Le coalizioni quotidianamente si rimpallano la scena anticipando nomi. C'è chi già ha reso noti i simboli della propria compagine come gli aspiranti sindaci Luca Di Stefano e Giuseppe Ruggeri. Loro hanno all'interno chi la politica la conosce bene perché ha amministrato la città per tanti anni. Con il giovane Di Stefano ritroviamo i consiglieri Francesco De Gasperis ed Alessandro Mosticone e l'assessore Fausto Baratta.

In casa centrodestra a sostegno dell'oculista Ruggeri ci sono i consiglieri Lino Caschera, Massimiliano Bruni, Floriana De Donatis, Simona Castagna, Antonio Lecce e l'assessore Veronica Di Ruscio. Il sindaco uscente ha certamente perso pezzi, ma non tutti: con lui restano l'assessore Maria Gabriella Paolacci, il consigliere Bruno Caldaroni e l'ex assessore, oggi in veste di staff del primo cittadino, Sandro Gemmiti.

Ballerina la decisione dell'assessore Natalino Coletta che spiega che «prima del voto tante cose possono ancora cambiare». Intanto ad incassare nuovi adesioni è la candidata a sindaco Eugenia Tersigni. «Da quando ho avuto un figlio ho deciso di restare nella mia città, ma purtroppo con molta frustrazione, perché vedo la nostra bella Sora morire ogni giorno su tutti i settori -dice la logopedista Dora Lombardi - Sono fiera di appartenere al gruppo civico "Sora nel cuore"».

Per il M5S a sostenere la candidatura a sindaco di Valeria Di Folco arriva Angela Musilli. «Mi piace pensare ad una città che consenta ai cittadini di partecipare attivamente alla vita pubblica, che sia inclusiva grazie a un'amministrazione in grado di dare risposte concrete e tempestive alle numerose richieste.
In vista delle elezioni stiamo predisponendo il programma elettorale che sarà denominato, non a caso, "Agenda 2026"».
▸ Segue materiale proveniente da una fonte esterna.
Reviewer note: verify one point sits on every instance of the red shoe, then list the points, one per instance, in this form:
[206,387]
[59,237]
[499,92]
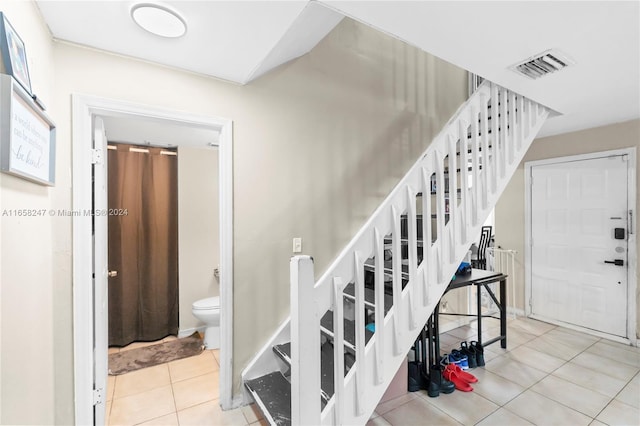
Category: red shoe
[459,383]
[467,377]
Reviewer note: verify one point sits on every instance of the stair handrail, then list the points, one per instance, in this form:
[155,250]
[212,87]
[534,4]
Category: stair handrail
[490,146]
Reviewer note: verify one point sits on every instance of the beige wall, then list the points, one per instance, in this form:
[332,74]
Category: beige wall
[510,208]
[29,254]
[198,229]
[318,143]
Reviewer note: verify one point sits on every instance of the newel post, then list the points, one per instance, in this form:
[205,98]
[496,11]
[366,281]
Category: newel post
[305,344]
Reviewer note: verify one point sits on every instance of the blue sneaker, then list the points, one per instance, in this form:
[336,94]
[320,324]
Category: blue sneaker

Ed è in una lettera aperta che la candidata a sindaco del centrosinistra Maria Paola Gemmiti parla ai sorani.
«Com'è noto non mi sono certo "autoproclamata" candidato sindaco, né lo sono diventata per questioni "ereditarie": al contrario, sono stata scelta per fiducia politica nelle mie capacità di confronto e mediazione.
Sono state quindi utili le numerose riunioni durate diverse settimane, necessarie ad arrivare all'attesa "fumata bianca", per far sì che tutti visionassero la coalizione nella sua forza e infine il mio nome a capo di essa: nelle squadre, del resto, funziona così».